Мальчик этот был случайностью, прихотью минуты, и она вовсе не собиралась с ним тешиться больше одного случайного раза. Но как-то затянулось. Ни распутства, ни цинизма, а уж тем более половой жадности, толкающей зрелую женщину в неумелые объятья юноши, не было в Матильде. Трезвость и чрезмерное увлечение работой смолоду помешали ее женскому счастью. Когда-то она была замужем, но, потеряв первенца и едва не отправившись на тот свет, незаметно упустила своего пьющего мужа, он обнаружился в один прекрасный миг почему-то у ее подруги и, не больно о нем печалясь, она зажила трудовой жизнью мужика-ремесленника: лепила, формовала, работала и с камнем, и с бронзой, и с деревом. Со временем вошла в колоду скульпторов, хорошо зарабатывающих на государственных заказах, и отваяла целый полк героев войны и труда. Работала она, как мать ее, крестьянка из Вышнего Волочка, от зари до зари, не из понуждения, а из душевной необходимости. Время от времени у нее заводились любовники из художников или из работяг-исполнителей. Каменотесы, литейщики. Мужики почему-то попадались всегда пьющие, и связи превращались сами собой в довольно однообразное мытарство. Она зарекалась от них, потом снова ввязывалась, и ей все было наперед известно с этим народцем, который постоянно толокся возле нее, так что у нее в последнее время уже и рука набилась выпроваживать их прежде, чем они поутру попросят ее сгонять за бутылкой на опохмел.
Этот мальчик приходил к ней по понедельникам как будто по уговору, хотя никакого уговора между ними не было, и ей все казалось, что это в последний раз позволяет она себе такое баловство. А он все ходил и ходил.
Незадолго до Нового года Матильда Павловна заболела жестоким гриппом. Два дня пролежала она в полузабытьи, в окружении встревоженных кошек. Шурик, не найдя ее в мастерской, позвонил в дверь ее квартиры. Естественно, был понедельник, начало девятого.
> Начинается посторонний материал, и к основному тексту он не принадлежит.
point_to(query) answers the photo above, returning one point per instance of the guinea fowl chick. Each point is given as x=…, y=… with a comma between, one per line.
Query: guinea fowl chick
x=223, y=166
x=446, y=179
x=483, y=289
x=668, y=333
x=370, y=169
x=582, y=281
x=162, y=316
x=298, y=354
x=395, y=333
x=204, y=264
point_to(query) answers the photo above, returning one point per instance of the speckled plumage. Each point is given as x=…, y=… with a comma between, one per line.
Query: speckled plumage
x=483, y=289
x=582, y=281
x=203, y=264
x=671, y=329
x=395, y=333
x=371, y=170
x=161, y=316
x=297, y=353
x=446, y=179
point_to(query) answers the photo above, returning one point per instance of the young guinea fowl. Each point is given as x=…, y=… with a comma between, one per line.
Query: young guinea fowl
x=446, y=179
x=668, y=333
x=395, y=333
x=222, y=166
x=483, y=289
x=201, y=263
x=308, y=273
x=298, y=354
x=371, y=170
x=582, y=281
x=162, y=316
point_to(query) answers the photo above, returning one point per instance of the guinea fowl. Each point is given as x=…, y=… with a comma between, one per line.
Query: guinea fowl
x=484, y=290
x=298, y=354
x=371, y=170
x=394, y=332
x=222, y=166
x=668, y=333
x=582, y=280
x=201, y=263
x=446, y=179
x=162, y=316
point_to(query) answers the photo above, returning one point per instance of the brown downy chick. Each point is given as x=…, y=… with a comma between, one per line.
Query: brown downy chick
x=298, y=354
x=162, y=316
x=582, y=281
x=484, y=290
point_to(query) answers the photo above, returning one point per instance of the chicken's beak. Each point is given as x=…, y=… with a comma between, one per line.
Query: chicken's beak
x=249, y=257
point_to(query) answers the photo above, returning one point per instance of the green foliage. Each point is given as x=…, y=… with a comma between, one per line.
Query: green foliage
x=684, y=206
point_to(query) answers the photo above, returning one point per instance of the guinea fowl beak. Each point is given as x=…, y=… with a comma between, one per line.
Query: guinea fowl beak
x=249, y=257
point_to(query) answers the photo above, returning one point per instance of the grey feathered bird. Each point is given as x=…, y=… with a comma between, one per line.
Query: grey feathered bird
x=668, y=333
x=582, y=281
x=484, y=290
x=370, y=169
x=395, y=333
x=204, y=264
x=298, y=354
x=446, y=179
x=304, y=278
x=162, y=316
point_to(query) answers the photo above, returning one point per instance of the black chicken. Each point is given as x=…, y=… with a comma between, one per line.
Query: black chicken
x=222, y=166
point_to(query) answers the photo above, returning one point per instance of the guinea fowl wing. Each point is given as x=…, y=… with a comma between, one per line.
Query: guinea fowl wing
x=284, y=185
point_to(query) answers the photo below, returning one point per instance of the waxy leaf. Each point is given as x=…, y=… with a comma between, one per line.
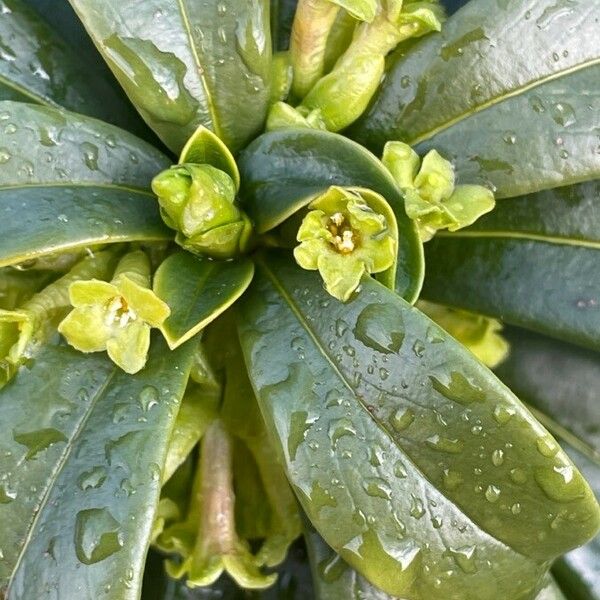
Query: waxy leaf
x=68, y=181
x=283, y=171
x=459, y=92
x=532, y=262
x=197, y=291
x=562, y=382
x=334, y=579
x=36, y=66
x=83, y=446
x=410, y=458
x=188, y=63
Он сбегал в дежурную аптеку, купил какой-то никчемной микстуры и анальгина, убрал за кошками, вынес помойку. Потом вымыл полы на кухне и в уборной. Кошки за время ее болезни изрядно набезобразничали. Матильде Павловне было так плохо, что она почти и не заметила его хозяйственного копошения. Назавтра он пришел снова, принес хлеба и молока, рыбы для кошек. Все с неопределенной улыбкой, без утомительных для Матильды Павловны разговоров.
К пятнице у нее упала температура, а в субботу Шурик слег – схватил-таки вирус. В очередной понедельник он не пришел.
– Хорошенького понемножку, – решила Матильда Павловна с некоторым даже удовлетворением. Но заскучала. Зато когда он появился через неделю, встреча у них получилась особенно сердечная, и их бессловесное постельное общение оживилось одним тихо произнесенным Матильдой словом – дружочек.